For the majority of the 90s, whenever I would turn on television to watch cartoons I would basically be bombarded with commercials for Creepy Crawlers. At the time, as a kid, there were non-stop commercials for toys that looked amazing on sight, but didn’t seem so much fun in person. A game where you can shoot metallic ball bearings across a circular board? Sign me up! A machine that turns hot molten metal in to your own action figures and pewter pieces?! Two, please!
Then there were Creepy Crawlers where you could play mad scientist by taking tubes of liquid plastic and making your very own multi-colored creatures. There were worms, millipedes, spiders… basically anything that’s sticky, squirms or goes splat. The toy was originally called The Thingmaker back in the 60s, but later became the catchier and more appealing Creepy Crawlers, a name sure to tug at every young boys’ lust for creating monsters and slimy things.
I fondly recall these commercials playing about three times per commercial break, so much so that the jingle eventually became burned in to my brain… along with the song for the Crossfire toy and the McDonald’s jingle.
The toys gained enough momentum and popularity with kids that it eventually spawned its own animated series. What’s unusual is that the show was spearheaded by none other than Saban Studios who, at the time, was in the business of making money off of color-coded superheroes (ie. Power Rangers). So, in the midst of producing Power Rangers, VR Troopers, and The Mystic Knights of Tir Na Nóg, it’s pretty odd they’d put money into an animated series about slimy superheroes no one was familiar with.
An interesting thing about the 90s, shows had an odd habit of telling stories about superheroes or villains as the byproduct of radioactive slime or sludge.

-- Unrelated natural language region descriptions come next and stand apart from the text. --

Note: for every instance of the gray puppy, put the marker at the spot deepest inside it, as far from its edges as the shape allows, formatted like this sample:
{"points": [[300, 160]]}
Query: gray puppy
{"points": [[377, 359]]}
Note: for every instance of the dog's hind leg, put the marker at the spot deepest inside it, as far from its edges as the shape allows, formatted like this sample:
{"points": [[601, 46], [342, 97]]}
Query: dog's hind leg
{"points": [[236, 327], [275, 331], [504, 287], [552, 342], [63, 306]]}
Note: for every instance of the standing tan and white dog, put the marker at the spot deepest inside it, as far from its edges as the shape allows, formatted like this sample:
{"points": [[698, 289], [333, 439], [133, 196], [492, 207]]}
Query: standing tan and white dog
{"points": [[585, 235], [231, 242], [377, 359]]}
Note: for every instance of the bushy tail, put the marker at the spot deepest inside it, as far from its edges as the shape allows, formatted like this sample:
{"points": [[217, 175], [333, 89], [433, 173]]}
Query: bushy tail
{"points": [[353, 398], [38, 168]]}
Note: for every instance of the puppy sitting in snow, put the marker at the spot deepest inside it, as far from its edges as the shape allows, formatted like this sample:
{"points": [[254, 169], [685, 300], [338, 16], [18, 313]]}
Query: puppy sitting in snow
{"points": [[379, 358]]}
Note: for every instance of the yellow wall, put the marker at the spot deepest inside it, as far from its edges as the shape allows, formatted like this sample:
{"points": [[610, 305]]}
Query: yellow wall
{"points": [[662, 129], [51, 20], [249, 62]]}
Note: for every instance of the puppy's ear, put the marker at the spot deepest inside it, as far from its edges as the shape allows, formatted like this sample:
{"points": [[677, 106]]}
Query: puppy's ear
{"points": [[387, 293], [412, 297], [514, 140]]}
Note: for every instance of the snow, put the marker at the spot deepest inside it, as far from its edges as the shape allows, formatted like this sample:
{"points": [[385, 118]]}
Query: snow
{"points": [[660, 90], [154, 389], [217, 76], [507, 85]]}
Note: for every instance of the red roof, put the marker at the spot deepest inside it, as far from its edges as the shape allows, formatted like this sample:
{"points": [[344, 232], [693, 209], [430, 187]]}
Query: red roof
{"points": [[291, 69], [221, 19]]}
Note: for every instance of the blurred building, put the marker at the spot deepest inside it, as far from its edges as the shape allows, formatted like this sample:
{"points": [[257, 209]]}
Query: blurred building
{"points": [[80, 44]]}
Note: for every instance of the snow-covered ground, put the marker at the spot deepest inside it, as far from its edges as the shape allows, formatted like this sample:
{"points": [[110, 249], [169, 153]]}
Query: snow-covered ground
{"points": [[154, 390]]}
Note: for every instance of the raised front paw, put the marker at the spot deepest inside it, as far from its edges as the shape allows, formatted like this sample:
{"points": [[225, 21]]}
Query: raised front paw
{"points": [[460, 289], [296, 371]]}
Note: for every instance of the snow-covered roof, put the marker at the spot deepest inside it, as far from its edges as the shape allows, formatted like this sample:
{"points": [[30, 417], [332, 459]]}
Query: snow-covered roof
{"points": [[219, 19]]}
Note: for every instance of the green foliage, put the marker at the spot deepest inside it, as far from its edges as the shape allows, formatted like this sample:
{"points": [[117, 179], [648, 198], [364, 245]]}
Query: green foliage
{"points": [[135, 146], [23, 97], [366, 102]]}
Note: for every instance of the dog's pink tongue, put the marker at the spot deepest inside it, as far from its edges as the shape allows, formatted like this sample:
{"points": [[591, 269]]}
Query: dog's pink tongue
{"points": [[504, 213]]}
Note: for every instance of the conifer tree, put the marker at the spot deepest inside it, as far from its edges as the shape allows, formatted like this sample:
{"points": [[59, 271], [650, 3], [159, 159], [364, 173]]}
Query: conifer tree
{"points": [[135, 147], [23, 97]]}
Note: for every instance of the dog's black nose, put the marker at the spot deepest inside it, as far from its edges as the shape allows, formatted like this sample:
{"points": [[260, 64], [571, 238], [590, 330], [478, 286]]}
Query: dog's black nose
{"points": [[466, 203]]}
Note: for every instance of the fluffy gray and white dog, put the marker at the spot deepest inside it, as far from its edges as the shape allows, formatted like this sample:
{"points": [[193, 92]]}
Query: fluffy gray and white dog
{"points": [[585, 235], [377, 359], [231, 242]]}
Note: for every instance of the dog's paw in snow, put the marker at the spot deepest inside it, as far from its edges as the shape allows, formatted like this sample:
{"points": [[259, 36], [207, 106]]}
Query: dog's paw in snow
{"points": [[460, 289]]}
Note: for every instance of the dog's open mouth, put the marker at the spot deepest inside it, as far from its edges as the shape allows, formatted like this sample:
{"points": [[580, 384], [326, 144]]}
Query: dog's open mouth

Perhaps it stemmed from the Teenage Mutant Ninja Turtles craze, but many 90s franchises had someone turning in to a mutant thanks to some kind of radioactive substance that’s normally bad for a human being.
In the case of Creepy Crawlers, it’s a group of evil and heroic mutants from a young boy’s “Magic Maker.” After building and perfecting its machinery, the boy (Chris Carter) accidentally creates a group of large bug warriors named the Goop-Mandos. The event involves something about “super goop” and a “Magical Millennium Moment,” a rare time in the universe where the barriers of reality and magic collide (hey, it’s the 90s!).
From the goop, three bug-like heroes (Hocus Locust, Volt Jolt and T-3) inexplicably emerge with a friendly personality and ready to team with up with their young creator. They then decide to perform missions of a crime fighting and most toyetic nature. The catch is that the heroes need Creepy Crawler goop to function. If not given enough they simply can’t respond to commands. To top it off, they have a sweet action vehicle they drive around in and, of course, each Goop-Mando has his own unique power.
Enter the evil Professor Googengrime, an old crusty magician who steals the Magic Maker and creates his own evil sidekick named Spooky Goopy, a skeletal monster with a Peter Lorre accent and a talking hat that helps his master in creating monsters from the Magic Maker to take over the world!
Okay, if we’re being honest, Creepy Crawlers is a mostly generic and average animated vehicle for the toyline. The characters aren’t really all that interesting. Chris Carter, as well as his sidekick Samantha Reynolds, are bland while the Goop-Mandoes are mainly forgettable superheroes. Googengrime’s Spooky Goopy is incidentally the only character with a ton of personality and that may be because of his horror roots and interesting character design.
Creepy Crawlers even released their own line of action figures for the show, each with their own accessories and goop functions, and while the show was given a few VHS treatments there hasn’t been any news of a DVD release. Personally, I’d suggest this mainly for nostalgia fans, or hardcore fans of Creepy Crawlers toys. Surely it’s not the worst superhero cartoon of the 90s, but it’s certainly not going to stay with you once you’ve moved on to more memorable 90s gems.